Le second fait curieux était ce que Louis avait noté dans son abstract, à savoir une étrange marque sur le corps de la victime. Elle ressemblait à une tache de naissance comme on en trouve sur de nombreux corps. Les premières constatations la répertoriaient d’ailleurs comme telle. On avait procédé rapidement. Quelques photos sur place, les habituels relevés topographiques, les mesures d’usage. L’examen du corps proprement dit était effectué à la morgue. Selon le rapport d’autopsie, il s’agissait, en fait, d’une fausse tache.
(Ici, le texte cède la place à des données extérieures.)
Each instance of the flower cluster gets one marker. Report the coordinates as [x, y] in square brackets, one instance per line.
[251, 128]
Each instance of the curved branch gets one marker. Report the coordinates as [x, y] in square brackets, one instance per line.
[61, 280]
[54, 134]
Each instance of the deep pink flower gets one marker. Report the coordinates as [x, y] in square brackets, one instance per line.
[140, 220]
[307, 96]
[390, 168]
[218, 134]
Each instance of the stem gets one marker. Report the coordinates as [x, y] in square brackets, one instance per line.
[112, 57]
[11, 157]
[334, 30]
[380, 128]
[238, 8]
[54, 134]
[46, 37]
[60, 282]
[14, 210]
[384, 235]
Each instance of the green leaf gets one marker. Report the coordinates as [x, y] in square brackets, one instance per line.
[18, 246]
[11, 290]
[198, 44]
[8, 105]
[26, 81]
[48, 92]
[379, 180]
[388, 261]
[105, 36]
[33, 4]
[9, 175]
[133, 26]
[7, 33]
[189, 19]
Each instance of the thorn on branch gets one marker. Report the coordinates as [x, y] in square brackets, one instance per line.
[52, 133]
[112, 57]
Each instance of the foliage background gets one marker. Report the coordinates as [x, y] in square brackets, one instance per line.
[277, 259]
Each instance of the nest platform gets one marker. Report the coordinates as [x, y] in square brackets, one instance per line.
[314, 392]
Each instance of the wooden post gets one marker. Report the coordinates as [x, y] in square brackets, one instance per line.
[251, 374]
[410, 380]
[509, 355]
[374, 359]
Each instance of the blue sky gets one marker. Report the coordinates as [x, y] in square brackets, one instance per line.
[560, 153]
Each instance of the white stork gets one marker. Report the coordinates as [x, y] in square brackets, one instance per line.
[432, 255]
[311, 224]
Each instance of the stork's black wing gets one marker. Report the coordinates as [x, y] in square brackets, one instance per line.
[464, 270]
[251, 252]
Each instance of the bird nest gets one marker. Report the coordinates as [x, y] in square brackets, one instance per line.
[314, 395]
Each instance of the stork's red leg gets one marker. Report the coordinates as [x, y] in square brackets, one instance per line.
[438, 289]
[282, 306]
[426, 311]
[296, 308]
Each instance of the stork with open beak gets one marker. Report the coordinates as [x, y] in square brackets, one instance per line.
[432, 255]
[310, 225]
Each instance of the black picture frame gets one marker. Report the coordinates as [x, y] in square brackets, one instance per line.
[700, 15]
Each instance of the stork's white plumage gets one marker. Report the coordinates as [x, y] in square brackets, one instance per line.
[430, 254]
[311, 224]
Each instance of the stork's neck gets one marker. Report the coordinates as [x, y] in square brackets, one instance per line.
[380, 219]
D’environ 5 cm de diamètre, de couleur brune, elle avait été faite avec une peinture acrylique d’usage courant, appliquée soigneusement au pinceau. Sa forme évoquait vaguement la forme d’un animal. Les enquêteurs, selon les priorités de leur inconscient, penchaient tantôt pour une forme de cochon, tantôt pour un chien. On trouvait même quelqu’un de suffisamment versé dans la zoologie, un certain Vaquier qui avait participé à l’enquête, pour avoir imaginé un phacochère. La tache avait été recouverte de vernis transparent mat, à base d’acide siccatif, du genre de ceux qu’on utilise en peinture d’art. Camille analysa ce fait avec attention. Il avait déjà lui-même utilisé cette technique, autrefois, lorsqu’il travaillait à l’acrylique. Il l’avait ensuite abandonnée au profit de l’huile mais se souvenait encore de l’odeur d’éther de ces vernis, odeur entêtante dont on ne parvient pas à savoir si elle est agréable ou non et qui vous donne un mal de crâne effroyable en cas, comme on dit, d’utilisation prolongée. Pour Camille, ce geste ne pouvait signifier qu’une chose. Le meurtrier avait souhaité que cette tache reste, que le séjour du corps dans l’eau mêlée de vase ne l’efface pas.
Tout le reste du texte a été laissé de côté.